2. Objek yang diteliti : Penelitian ini diharapkan dapat digunakan sebagai bahan ide masukan dan bahan pertimbangan bagi Pemerintah Daerah Kota Binjai dalam pengambilan kebijakan terhadap pengawasan dan memahani sistem akuntansi keuangan daerah serta pengelolaan keuangan terhadap kinerja dari SPKD Pemerintah Kota Binjai khususnya. 3. Peneliti : Penelitian ini diharapkan dapat berguna untuk menambah ilmu pengetahuan khususnya di bidang akuntansi sektor publik dan wawasan keilmuan dalam bidang akuntansi keuangan daerah dalam memahami Pengaruh Faktor-faktor yang mempengaruhi kinerja SKPD pada Pemerintah Kota Binjai dengan pengelolaan keuangan daerah sebagai variabel moderating. 1.5 Originalitas Penelitian ini merupakan modifikasi dari peneliti Arisonaldi Sibagariang (2013) yang meneliti Pengaruh Kualtias SDM, Komunikasi, Sarana Pendukung dan Komitmen Organisasi Terhadap Kinerja SKPD (Studi Empiris Pada Pemerintah Kota Sibolga).

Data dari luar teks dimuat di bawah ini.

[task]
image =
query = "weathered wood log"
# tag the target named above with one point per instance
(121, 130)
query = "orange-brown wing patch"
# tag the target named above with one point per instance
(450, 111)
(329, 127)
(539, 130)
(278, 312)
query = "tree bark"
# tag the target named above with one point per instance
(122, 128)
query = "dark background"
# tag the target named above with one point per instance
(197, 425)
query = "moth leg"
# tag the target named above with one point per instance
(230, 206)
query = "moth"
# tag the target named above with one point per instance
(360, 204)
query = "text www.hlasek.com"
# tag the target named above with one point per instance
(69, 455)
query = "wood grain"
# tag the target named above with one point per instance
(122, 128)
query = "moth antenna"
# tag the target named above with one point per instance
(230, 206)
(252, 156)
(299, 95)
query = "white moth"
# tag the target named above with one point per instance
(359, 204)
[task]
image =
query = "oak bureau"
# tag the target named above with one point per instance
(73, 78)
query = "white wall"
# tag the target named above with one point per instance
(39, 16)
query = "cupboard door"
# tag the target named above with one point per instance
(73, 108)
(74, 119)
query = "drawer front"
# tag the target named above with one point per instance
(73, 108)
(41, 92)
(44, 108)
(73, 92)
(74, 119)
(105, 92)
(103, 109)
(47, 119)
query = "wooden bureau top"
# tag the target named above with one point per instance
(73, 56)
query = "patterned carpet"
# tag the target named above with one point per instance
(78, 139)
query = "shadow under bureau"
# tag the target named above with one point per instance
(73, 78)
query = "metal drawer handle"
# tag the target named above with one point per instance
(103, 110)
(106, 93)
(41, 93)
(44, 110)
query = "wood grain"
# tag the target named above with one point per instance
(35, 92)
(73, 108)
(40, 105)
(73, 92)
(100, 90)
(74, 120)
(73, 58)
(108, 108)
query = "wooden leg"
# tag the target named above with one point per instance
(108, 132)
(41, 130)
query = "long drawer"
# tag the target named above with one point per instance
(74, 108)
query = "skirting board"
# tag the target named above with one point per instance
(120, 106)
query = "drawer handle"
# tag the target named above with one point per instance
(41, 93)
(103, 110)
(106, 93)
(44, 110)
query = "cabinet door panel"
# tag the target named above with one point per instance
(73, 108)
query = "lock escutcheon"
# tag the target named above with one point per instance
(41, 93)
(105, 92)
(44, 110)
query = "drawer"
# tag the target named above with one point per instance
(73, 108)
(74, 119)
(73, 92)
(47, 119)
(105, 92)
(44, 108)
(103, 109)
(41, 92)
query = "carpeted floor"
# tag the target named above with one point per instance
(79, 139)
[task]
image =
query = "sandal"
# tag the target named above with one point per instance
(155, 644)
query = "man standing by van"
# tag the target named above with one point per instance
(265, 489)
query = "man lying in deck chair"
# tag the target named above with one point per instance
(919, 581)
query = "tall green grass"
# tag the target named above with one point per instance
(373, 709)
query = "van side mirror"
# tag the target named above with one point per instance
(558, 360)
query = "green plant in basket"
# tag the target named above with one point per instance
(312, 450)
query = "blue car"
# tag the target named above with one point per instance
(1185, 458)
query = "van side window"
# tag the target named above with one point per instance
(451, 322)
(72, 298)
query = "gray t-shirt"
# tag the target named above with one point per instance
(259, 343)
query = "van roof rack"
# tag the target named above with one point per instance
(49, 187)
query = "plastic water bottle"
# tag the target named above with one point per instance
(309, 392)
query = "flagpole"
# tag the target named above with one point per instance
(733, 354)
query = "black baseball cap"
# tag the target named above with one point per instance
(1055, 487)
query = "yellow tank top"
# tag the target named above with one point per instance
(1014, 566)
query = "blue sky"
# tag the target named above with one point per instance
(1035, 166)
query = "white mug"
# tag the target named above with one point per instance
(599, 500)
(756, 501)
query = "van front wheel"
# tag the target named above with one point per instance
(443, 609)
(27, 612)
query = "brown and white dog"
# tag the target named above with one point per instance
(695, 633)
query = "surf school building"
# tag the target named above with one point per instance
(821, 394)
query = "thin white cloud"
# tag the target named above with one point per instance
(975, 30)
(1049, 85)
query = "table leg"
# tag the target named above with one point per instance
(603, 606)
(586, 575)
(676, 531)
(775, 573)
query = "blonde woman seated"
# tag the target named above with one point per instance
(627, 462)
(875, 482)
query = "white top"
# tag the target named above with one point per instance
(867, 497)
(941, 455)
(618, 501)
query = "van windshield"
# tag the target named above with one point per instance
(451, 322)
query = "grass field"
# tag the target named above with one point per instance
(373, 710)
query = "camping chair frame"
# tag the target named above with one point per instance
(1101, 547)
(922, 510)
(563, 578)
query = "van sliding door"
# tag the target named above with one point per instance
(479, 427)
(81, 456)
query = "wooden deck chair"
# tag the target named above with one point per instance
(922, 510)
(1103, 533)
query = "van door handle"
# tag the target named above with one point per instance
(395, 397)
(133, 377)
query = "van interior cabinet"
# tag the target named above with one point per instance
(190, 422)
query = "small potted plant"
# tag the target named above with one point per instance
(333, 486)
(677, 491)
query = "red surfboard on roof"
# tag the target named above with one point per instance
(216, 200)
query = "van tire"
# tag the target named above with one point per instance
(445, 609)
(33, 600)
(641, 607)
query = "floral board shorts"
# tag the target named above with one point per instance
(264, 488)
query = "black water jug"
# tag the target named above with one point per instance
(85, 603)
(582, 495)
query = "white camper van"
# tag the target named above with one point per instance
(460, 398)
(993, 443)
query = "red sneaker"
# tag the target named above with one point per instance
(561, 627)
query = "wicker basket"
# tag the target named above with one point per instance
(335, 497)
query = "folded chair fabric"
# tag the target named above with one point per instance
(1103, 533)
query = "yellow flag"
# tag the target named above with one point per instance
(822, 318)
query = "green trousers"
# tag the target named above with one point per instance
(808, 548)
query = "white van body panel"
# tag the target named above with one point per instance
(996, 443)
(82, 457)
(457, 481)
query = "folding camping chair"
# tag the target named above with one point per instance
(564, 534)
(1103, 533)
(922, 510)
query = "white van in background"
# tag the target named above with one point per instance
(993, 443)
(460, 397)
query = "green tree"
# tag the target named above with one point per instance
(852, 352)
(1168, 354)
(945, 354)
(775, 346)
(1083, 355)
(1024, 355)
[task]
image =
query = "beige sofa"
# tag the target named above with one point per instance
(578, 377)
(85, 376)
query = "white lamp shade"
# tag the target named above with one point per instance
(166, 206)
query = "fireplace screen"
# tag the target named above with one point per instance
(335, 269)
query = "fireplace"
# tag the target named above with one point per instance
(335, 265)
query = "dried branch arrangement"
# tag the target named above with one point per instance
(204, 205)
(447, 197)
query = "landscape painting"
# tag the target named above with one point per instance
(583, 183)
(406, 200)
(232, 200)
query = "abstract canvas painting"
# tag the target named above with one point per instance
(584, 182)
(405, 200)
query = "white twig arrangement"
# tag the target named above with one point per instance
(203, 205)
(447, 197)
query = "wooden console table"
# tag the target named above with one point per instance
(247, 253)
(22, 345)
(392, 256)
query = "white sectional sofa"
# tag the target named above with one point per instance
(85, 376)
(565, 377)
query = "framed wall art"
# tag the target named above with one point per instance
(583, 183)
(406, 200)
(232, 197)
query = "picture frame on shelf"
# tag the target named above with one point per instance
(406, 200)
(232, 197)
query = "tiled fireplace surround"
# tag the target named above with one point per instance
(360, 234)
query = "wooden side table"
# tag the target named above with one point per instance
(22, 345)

Dalam penelitian tersebut menyimpulkan Kualitas SDM tidak berpengaruh signifikan terhadap Kinerja SKPD Kota Sibolga, Komunikasi berpengaruh signifikan positif terhadap Kinerja SKPD Kota Sibolga, Sarana Pendukung tidak berpengaruh terhadap Kinerja SKPD Kota Sibolga, Komitmen Organisasi berpengaruh signifikan positif terhadap Kinerja SKPD Kota Sibolga. Perbedaan dengan penelitian ini dengan penelitian sebelumnya adalah di Variabel Independennya yaitu dengan mengganti variabel Komitmen Organisasi

dengan variabel Peran Manajer serta menggunakan Pengelolaan Keuangan Daerah sebagai Variabel Moderating. Perbedaan selanjutnya terdapat pada lokasi dan waktu penelitian yaitu pada penelitian sebelumnya berada di Kabapuaten Sibolga pada tahun 2013 sedangkan dalam penelitian ini lokasi penelitiannya adalah berada di pemerintahan Kota Binjai Provinsi Sumatara Utara pada tahun 2014. Perbedaan terakhir adalah terletak pada sampel yang diuji yaitu dalam penelitian ini digunakan sebanyak 52 SKPD dari Pemerintahan Kota Binjai. Sedangkan di Penelitian Sebelumnya digunakan sebanyak 32 Unit SKPD.